Corn fell the most in more than four months and soybeans declined to the lowest in seven weeks on speculation that rain will improve prospects for newly planted crops in the U.S., the world’s biggest producer and exporter.
As much as 3 inches (7.6 centimeters) of rain forecast from May 23 to May 24 will boost soil moisture from South Dakota to Iowa before moving east into Illinois and Wisconsin, Global Weather Monitoring said in a report today. A second storm will reach the Midwest beginning May 28. About 77 percent of U.S. corn was in good or excellent condition on May 20, the highest since 2007, the government said.
“The market is focused on the weather, and timely rains the next three weeks will quickly boost the odds in favor of a big corn harvest,” Chad Henderson, a market analyst for Prime Agricultural Consultants Inc. in Brookfield, Wisconsin, said in a telephone interview. “These wetter forecasts are keeping pressure on the markets today.”
Corn futures for July delivery plunged 5.7 percent to close at $5.97 a bushel at 1:15 p.m. on the Chicago Board of Trade, the biggest drop since Jan. 12. Last week, the most-active contract jumped 9.4 percent on speculation that hot, dry weather will threaten U.S. production. Corn for December delivery, after the harvest, retreated 3.4 percent to $5.22.
Soybean futures for July delivery dropped 2.1 percent to $13.8225 a bushel in Chicago, after touching $13.75, the lowest since March 30. The contract for delivery in November, after the harvest, slid 1.8 percent to $12.8225.

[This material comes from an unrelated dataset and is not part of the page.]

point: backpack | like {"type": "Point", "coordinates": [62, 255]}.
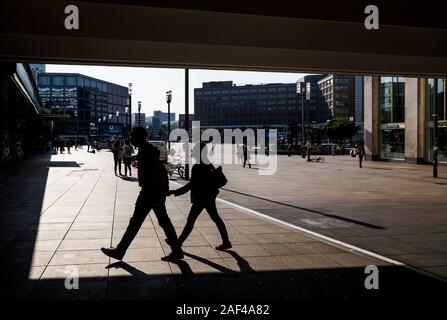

Prices also fell on slowing Chinese demand for U.S. supplies, said Mike Zuzolo, the president of Global Commodity Analytics & Consulting. There were no overnight sales announcements from the U.S. Department of Agriculture. Yesterday, the department said corn inspected for export in the week ended May 17 fell 16 percent to 23.26 million bushels, the lowest since January.
The premium paid for corn delivered to export terminals near New Orleans fell 9 cents to an average of 78 cents over July futures from 87 cents yesterday, USDA data show. Soybean premiums fell 3 cents to 54 cents over July futures, the third straight decline.
Pork prices in China, the biggest hog producer and top importer of soybeans, fell 1 percent last week, the 16th straight decline, Xinhua news agency reported today, citing Ministry of Commerce data. Corn is used in livestock feed.
“The trade expects that China is not going to be the demand base for agricultural imports that they have been the last 18 months,” Zuzolo said in a telephone interview. “Trading funds are liquidating long positions in the grain markets.”
Corn is the biggest U.S. crop, valued at $66.7 billion in 2010, followed by soybeans at $38.9 billion, USDA data show.